La crisis ambiental ya no es una advertencia lejana ni un problema reservado a especialistas. Está presente en la falta de agua, las altas temperaturas, la contaminación de ríos, la pérdida de áreas verdes, la mala calidad del aire, la acumulación de residuos que rebasan la capacidad de muchas ciudades y comunidades, entre muchos otros aspectos que son parte de la vida cotidiana de todas y todos.
Durante años se ha repetido que todas y todos tenemos derecho a un medio ambiente sano, principio que es correcto, pero insuficiente si no se acompaña de acciones concretas. Replantear el papel de las instituciones educativas y, en particular, del servicio social que realizan millones de estudiantes, puede contribuir a que ese derecho se convierta en una práctica común sostenida.
Y es que, en muchos casos, el servicio social ha sido visto sólo como un trámite previo a la titulación o como una obligación administrativa que debe cumplirse con cierto número de horas, sin garantizar que realmente aporte a los estudiantes o a la sociedad. Sin embargo, bien diseñado puede convertirse en una herramienta poderosa para vincular a las juventudes con las necesidades reales de sus comunidades. Si ese esfuerzo se orienta hacia la protección ambiental, su impacto puede contribuir a enfrentar problemas ecológicos concretos y, al mismo tiempo, fortalecer la participación comunitaria.

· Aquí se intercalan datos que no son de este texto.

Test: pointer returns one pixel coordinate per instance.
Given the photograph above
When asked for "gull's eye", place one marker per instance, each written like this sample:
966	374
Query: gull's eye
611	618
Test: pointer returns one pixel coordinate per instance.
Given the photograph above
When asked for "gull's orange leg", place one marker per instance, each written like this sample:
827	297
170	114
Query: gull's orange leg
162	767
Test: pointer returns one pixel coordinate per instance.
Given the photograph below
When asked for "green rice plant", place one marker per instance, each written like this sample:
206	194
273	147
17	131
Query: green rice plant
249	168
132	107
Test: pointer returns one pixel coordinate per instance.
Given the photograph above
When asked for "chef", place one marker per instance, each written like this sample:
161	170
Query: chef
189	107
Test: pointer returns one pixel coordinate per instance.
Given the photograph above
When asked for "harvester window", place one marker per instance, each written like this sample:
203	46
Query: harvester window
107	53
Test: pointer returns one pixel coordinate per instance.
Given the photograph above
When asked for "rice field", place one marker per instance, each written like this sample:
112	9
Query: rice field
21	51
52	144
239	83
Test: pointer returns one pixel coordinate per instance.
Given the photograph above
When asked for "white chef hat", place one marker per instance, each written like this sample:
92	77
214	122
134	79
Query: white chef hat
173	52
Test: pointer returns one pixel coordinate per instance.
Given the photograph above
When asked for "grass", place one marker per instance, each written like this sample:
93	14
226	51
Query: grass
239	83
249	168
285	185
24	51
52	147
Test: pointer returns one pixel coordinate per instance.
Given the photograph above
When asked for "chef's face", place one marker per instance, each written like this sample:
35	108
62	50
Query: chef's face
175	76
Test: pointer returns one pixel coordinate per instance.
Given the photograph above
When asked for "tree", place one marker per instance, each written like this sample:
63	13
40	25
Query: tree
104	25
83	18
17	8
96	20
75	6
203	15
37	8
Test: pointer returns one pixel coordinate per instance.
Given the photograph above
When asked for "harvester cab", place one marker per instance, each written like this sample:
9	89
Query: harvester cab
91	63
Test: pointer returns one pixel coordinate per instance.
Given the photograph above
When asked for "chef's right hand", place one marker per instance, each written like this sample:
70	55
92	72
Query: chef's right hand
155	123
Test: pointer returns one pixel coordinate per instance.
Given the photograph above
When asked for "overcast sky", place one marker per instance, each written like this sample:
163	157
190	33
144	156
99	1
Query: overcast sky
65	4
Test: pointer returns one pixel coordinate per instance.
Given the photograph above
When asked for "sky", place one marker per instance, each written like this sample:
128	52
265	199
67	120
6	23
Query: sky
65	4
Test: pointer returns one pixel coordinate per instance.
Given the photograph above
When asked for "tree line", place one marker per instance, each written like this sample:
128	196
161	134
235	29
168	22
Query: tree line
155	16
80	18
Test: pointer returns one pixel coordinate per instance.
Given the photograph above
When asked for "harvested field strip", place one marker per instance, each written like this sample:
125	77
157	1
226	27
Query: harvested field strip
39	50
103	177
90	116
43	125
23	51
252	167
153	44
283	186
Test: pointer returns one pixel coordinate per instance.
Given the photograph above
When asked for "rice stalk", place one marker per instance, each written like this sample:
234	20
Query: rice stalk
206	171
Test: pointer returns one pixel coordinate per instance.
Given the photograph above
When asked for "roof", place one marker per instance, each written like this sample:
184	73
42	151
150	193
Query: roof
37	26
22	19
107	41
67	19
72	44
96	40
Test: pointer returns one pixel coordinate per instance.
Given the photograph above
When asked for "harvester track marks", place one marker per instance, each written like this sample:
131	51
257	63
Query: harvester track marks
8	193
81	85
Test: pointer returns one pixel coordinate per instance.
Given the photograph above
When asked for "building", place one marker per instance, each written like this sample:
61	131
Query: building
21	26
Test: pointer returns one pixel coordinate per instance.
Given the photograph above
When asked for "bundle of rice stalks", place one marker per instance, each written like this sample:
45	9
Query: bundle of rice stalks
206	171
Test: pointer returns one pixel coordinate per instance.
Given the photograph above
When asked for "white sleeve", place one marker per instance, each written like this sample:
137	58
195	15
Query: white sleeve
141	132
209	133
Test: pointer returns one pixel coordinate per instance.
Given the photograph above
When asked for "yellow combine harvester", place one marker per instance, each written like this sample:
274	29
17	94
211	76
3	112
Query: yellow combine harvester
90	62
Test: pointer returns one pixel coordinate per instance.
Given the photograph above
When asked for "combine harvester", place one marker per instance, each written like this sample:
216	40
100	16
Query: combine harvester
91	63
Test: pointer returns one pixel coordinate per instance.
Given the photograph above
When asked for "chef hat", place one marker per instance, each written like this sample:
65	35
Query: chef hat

Por ejemplo, el gran potencial que tienen los jóvenes puede ser empleado en la realización de diagnósticos sobre el uso del agua, programas de separación de residuos, educación ambiental en escuelas y colonias, recuperación de espacios públicos, monitoreo de áreas verdes, apoyo a proyectos de conservación, bienestar animal y acompañamiento a comunidades afectadas por problemas ambientales. Además, es preciso considerar que, cuando una persona participa en este tipo de tareas, no sólo cumple con una obligación académica, pues aprende a mirar y valorar su entorno, a reconocer problemas públicos, a trabajar con otras personas y a entender que el deterioro ambiental no es abstracto, que tiene rostro, territorio y consecuencias directas.
De esa forma, la participación juvenil en acciones directamente comunitarias puede ayudar a reconstruir el tejido social, pues en comunidades donde hay aislamiento o falta de organización, los proyectos colectivos permiten que vecinos, autoridades, escuelas y organizaciones trabajen alrededor de un objetivo común con el cual se sienten identificados. Este punto es central con miras al fortalecimiento del tejido social a largo plazo, pues una sociedad que se organiza para cuidar su entorno también aprende a dialogar, a ponerse de acuerdo y a compartir responsabilidades. De este modo, el servicio social de la juventud en la defensa del medio ambiente no sólo mejoraría el espacio físico, también puede mejorar la relación entre las personas. En un país donde muchas comunidades enfrentan violencia, abandono institucional o falta de oportunidades para las juventudes, abrir espacios de participación positiva puede tener efectos sociales profundos.
Es por ello que la iniciativa impulsada por el Partido Verde de la Ciudad de México para reformar la Ley General de Educación abre la discusión a convertir el servicio social en una herramienta útil para el país y no sólo en un requisito escolar. Su valor está en plantear que la educación también debe responder a los grandes desafíos de nuestro tiempo y pocos son tan urgentes como la crisis ambiental.
Incorporar a las juventudes en la protección del medio ambiente puede ayudar a formar generaciones más conscientes, pero también comunidades más fuertes. Porque cuando una sociedad aprende a cuidar el agua, los árboles, los animales, los espacios públicos y los recursos naturales, también aprende a cuidarse a sí misma.